Introduction

Since the structure theory for modules over arbitrary orders (which are in general not Dedekind domains) is very unsatisfactory, modules over orders in Magma are always modules over some maximal order of a number field or function field.

Let k be a number field or function field and ( O)_k its ring of integers. Since ( O)_k is a Dedekind domain, every finitely generated torsion free module M over ( O)_k has a representation as a direct sum M = sum_(i=1)^m (frac A_i) alpha_i = { sum_(i=1)^m a_ialpha_i | a_i in frac A_i} with (fractional) ideals (frac A_i) and elements alpha_i in kM isomorphic to k^r.

A (not necessarily direct) sum sum _(i=1)^m (frac A_i)alpha_i will be represented as a pseudo--matrix ((frac A)|A) where (frac A) = ((frac A_1), ..., (frac A_m))^t is a column vector of ideals and A = (alpha_1, ..., alpha_m)^t in k^(m x r) is a matrix. The ideals (frac A_i) are called coefficient ideals.

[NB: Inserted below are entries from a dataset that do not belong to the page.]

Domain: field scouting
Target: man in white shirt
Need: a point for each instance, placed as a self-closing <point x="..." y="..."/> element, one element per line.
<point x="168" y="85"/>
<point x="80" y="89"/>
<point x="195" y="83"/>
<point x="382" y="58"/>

This pseudo--matrix is called a pseudo--basis iff the sum is direct. A pseudo--matrix ((frac A)| A) is in Hermite normal form iff there are s <= m, 1 <= i_1 < i_2< ... < i_s such that A_(j, l) = 0 (1 <= l<i_j), A_(j, i_j) = 1 and A_(j, l) is reduced modulo (frac A_j)(frac A_l)^(-1). For j>s we have A_(j, l) = 0.

This normal form is unique if a suitable reduction is used.

As a consequence of this normalisation, usually alpha_i not in M. To be precise: alpha_i in M iff 1 in (frac A_i).

All modules are in Hermite normal form, i.e. every module is represented by a pseudo--basis in Hermite normal form.

General (non torsion free) modules are represented as quotients of a torsion free module M and a submodule S. Elements of Q := M/S are represented as elements of M, arithmetic in Q is reduced to arithmetic in M followed by a reduction modulo the pseudo--basis of S.